Traumatic brain injury: glial fibrillary acidic protein posttranslational modification
2020
Abstract The pathological protein posttranslational modification (PTM) known as citrullination has been associated with a range of neurodegenerative disorders including multiple sclerosis, Alzheimer’s disease, and prion disease. This PTM is the irreversible conversion of the amino acid arginine to citrulline, due to the deimination of the side chain. Despite substantial evidence of aberrations in calcium signaling following traumatic brain injury (TBI), there is little understanding of how TBI alters protein citrullination in the brain. It is known that citrullination can result in the formation of antigenic epitopes and the production of autoantibodies in other disease, therefore it may play a role in a similar manner in TBI and contribute to some of the chronic dysfunction following TBI. If so, citrullinated proteins or antigenic epitopes could be used as predictive biomarkers for disease progression and secondary effects of injury.

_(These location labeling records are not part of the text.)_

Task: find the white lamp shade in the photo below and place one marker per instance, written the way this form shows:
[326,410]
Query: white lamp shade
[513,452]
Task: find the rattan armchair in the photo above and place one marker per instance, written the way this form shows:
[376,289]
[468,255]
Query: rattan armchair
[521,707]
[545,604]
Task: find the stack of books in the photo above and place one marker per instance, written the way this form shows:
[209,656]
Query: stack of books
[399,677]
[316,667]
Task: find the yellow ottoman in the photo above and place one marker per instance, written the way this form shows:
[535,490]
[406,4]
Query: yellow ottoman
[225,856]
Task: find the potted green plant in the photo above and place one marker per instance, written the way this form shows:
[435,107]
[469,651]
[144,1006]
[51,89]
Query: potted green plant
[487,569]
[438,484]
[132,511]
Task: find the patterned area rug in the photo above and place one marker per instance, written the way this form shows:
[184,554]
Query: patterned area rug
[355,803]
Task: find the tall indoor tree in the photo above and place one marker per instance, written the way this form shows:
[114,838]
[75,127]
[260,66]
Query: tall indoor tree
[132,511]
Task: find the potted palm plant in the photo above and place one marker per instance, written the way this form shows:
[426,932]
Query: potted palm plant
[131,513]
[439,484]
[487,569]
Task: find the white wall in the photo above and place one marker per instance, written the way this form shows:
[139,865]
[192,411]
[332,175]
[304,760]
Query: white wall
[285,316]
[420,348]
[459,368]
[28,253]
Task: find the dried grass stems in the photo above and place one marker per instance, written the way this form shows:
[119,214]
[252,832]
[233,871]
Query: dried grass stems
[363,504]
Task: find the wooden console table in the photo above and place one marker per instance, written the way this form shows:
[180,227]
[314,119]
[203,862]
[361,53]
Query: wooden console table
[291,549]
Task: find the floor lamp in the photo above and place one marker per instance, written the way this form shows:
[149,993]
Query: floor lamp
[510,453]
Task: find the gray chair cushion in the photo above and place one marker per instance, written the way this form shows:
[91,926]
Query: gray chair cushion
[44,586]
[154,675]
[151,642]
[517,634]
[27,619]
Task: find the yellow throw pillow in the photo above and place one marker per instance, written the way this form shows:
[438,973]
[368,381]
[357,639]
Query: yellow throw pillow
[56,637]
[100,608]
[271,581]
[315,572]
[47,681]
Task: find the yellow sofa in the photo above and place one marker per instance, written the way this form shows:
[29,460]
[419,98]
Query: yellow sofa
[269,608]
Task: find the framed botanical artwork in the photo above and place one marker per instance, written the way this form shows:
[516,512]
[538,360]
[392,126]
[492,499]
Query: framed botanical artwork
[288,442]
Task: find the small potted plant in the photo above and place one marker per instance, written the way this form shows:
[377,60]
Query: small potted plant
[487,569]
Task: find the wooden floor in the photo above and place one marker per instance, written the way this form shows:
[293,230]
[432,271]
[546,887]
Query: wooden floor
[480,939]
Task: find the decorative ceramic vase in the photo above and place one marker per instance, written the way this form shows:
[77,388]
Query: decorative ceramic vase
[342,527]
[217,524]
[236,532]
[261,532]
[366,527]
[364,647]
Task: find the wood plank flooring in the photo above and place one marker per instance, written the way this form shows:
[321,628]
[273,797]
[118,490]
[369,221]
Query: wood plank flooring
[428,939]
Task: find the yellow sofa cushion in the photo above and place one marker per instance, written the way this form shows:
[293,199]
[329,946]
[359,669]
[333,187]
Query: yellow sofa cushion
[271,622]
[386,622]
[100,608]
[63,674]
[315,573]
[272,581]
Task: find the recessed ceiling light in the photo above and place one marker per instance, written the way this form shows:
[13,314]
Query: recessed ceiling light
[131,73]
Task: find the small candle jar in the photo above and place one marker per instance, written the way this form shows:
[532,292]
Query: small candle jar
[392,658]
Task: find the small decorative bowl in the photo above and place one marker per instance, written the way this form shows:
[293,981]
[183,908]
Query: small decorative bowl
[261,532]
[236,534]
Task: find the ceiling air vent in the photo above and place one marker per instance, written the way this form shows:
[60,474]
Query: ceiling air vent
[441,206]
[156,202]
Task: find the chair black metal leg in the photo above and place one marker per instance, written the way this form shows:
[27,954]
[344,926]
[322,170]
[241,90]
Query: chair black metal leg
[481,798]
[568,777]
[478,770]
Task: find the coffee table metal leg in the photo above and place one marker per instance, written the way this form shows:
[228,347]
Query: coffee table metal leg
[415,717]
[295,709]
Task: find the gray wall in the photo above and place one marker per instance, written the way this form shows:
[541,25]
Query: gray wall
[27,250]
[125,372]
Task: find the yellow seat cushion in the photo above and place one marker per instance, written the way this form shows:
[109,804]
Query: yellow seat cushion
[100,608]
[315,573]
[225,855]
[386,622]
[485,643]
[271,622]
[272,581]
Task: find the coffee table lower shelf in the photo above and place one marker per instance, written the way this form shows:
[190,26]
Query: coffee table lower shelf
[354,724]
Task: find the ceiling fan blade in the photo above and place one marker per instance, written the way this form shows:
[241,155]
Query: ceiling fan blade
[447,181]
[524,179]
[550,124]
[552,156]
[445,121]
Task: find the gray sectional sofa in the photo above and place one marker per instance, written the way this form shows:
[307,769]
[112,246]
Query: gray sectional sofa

Glial fibrillary acidic protein (GFAP) is an intermediate filament protein enriched in activated astrocytes and provides an example of a highly brain-enriched protein that has been shown to be citrullinated in brain diseases. Today, studies suggest that detection of GFAP in the blood can be used as an indication of TBI. However, it is an extensively modified protein as there are several single-nucleotide polymorphisms, transcriptional variants (isoforms), and numerous different PTMs, suggesting that GFAP is under considerable biological regulation. The present chapter addresses some of the knowledge gap by focusing primarily on studies that show the association of protein citrullination in TBI and citrullination-linked alterations in GFAP, that could further explain the long-term effects of TBI.